Todos los bancos tienen un sistema de pago integrado al celular. Las videollamadas a través de mensajería –incluidas en la mayoría de los planes de datos– hacen que nos podamos ver cuantas veces queramos, así estemos a miles de kilómetros de distancia. Las redes sociales nos comparten –en mayor o menor medida, según el individuo– los pensamientos y los sentimientos de nuestros seres queridos, nuestros amigos e incluso aquellos que ocupan la casilla de “conocidos”. La comida, siempre y cuando medie tarjeta de crédito, puede llegar sin que uno tenga contacto con un individuo. El transporte igual. Inclusive, si uno está dispuesto a pagar más, el servicio privado que lo lleva de punto A a punto B tiene la opción de que el conductor mantenga silencio durante todo el trayecto.
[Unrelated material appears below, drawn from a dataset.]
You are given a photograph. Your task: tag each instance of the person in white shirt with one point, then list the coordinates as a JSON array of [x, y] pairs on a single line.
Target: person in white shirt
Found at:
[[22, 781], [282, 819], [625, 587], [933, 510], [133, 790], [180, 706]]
Somos nuestros teléfonos y nuestros teléfonos son nosotros. Por eso su robo resulta más catastrófico conforme avanza la tecnología: si hace 15 años uno perdía el celular a punta de pistola, sólo perdía un objeto. Caro, pero objeto al fin. Hoy no sólo pierde algo que probablemente paga a plazos: pierde también la llave a su vida entera. Es, toda proporción guardada –o ya no tanto, quizás–, como perder una huella digital.

Vivir en línea, debe decirse, también tiene otras desventajas. Desde el punto de vista ético/social hasta podría decirse que éstas son mayores a los beneficios. Vivir en línea, lejos de convertirnos en seres gregarios, nos aliena más. Sí, tenemos acceso casi irrestricto a cualquier comunidad mundial, pero al mismo tiempo la barrera virtual evita la esencia de cualquier relación social: en línea no hay contexto, no hay tono.

Vivir en línea también nos convierte en conejillos de indias: para quienes usamos redes sociales, muchas veces somos parte de un experimento sin saberlo. Por ejemplo, como cuando Facebook modificó que sus usuarios veían al abrir la aplicación para saber qué reacción tenían ante distintos tipos de noticias. (Es ahí donde descubrieron que a mayor enojo mayor tiempo pasa uno en la red.)

De igual manera, Twitter tiene un algoritmo que selecciona los temas más relevantes de la red. Esa “curación” que realiza moldea nuestra cosmovisión. Nuestra percepción depende de algoritmos y de decisiones que se toman a puerta cerrada.

Conforme nuestra fusión con los dispositivos acelere, y conforme nuestra migración a la red sea total, los individuos enfrentaremos nuevas dudas y nuevas discusiones. Una que será central es qué tanto dependerá nuestra identidad de nuestros dispositivos: si nuestra vida en la red se vuelve más importante que nuestra vida real, o si para efectos prácticos se convierten en lo mismo.

Por cierto, esta columna que usted acaba de leer sólo se publica en versión digital.